To put this into proper perspective, such a hair-raising Halloween event will not happen again until 2039.
How to watch the Halloween Blue Moon live online tonight:
Italy’s Virtual Telescope Project, had helpfully arranged for the public to watch the Halloween spectacle without needing to leaving home.
Astrophysicist Gianluca Masi, head of the Virtual Telescope Project, said in a statement: “October 31 will bring us a so-called Blue Moon.
“[This is] nothing to do with the colour of the Moon, of course, it is just ‘an additional’ one.
“For sure, it will put on its usual great show and we will share the Moon rising above the skyline of Rome.
“It will be an unforgettable experience. Enjoy the 2020 Blue Moon with us!”
All that is required to catch this usual lunar event is an Internet-enabled computer, tablet or smartphone.
The free online session is scheduled October 31, 2020, starting at 4.30pm GMT at https://www.virtualtelescope.eu/webtv/.
Alternatively, you can simply watch all the action in the embedded Virtual Telescope Project stream found HERE
How do Blue Moons earn their strange names?
The current definition of Blue Moon” is actually a little more complicated the original one.
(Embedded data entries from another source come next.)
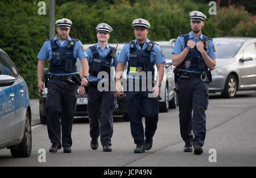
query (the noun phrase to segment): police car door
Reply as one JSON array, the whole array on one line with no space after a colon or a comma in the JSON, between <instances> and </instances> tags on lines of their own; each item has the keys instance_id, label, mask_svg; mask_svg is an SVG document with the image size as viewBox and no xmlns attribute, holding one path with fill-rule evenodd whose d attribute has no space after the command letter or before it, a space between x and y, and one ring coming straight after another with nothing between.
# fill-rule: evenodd
<instances>
[{"instance_id":1,"label":"police car door","mask_svg":"<svg viewBox=\"0 0 256 178\"><path fill-rule=\"evenodd\" d=\"M0 65L2 65L0 80L8 77L5 61L0 54ZM6 68L7 69L7 68ZM14 94L11 86L0 87L0 148L15 138L15 105Z\"/></svg>"},{"instance_id":2,"label":"police car door","mask_svg":"<svg viewBox=\"0 0 256 178\"><path fill-rule=\"evenodd\" d=\"M26 108L24 108L24 90L23 88L22 82L24 82L22 78L19 75L18 71L11 62L9 57L5 53L2 56L5 60L8 67L11 70L10 75L16 78L15 82L11 86L13 94L14 94L15 114L14 127L15 137L20 137L24 133L24 122L26 121Z\"/></svg>"}]
</instances>

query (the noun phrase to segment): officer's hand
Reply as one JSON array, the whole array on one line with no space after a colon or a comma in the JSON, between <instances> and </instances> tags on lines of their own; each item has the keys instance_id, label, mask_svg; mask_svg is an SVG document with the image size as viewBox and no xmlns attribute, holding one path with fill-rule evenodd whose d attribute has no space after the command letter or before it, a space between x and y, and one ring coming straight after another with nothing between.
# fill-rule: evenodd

The term used to refer to the third Full Moon in a single season, such as winter, spring, summer or autumn.
Such seasons usually sport four Full Moons instead of the usual trio.
This definition was famous first laid-out by the Maine Farmers’ Almanac in the 1930s.
However, expert astronomy website Sky & Telescope has explained how this term has now been superseded.
They wrote ”[But] in 1946, amateur astronomer and frequent contributor to Sky & Telescope James Hugh Pruett (1886–1955) incorrectly interpreted the Almanac’s description, and the second-full-moon-in-one-month usage was born.”
And as already touched upon, these Blue Moons are totally unrelated with the lunar orb’s colour at this time.
The Moon can admittedly sometimes appear with ever-so slightly bluish tinge.
This is in part due to to the scattering of light by dust or smoke particles in our planet’s atmosphere.
But such effects are in no way related to the Moon’s phases in any way.
Why is this Saturday’s Blue Moon also called a Hunter’s Moon?
This weekend’s Full Moon also goes by another intriguing name.
Some people also call this Halloween’s Full Moon a Hunter’s Moon.
This is the traditional name for the First Full Moon after the Harvest Moon.
The Harvest Moon is the celestial event falling closest to the Northern Hemisphere autumnal equinox, which occurred on September 22.
In 2020, that cosmic distinction went to the Full Moon of October 1.
And if this was not enough, the 2020 Halloween Full Moon also qualifies as a ‘micro-moon’ – also known as a ‘mini-moon’.
This is because it will occur when Earth’s natural satellite is almost at its farthest point from our planet in its elliptical orbit.
As an example, on Friday, October 30, the Moon will be 252,522 miles (406,39km) distant.
This is significantly farther than its average distance of approximately 238,900 miles (384,500km).
However, amateur astronomers will most likely be unable notice the difference.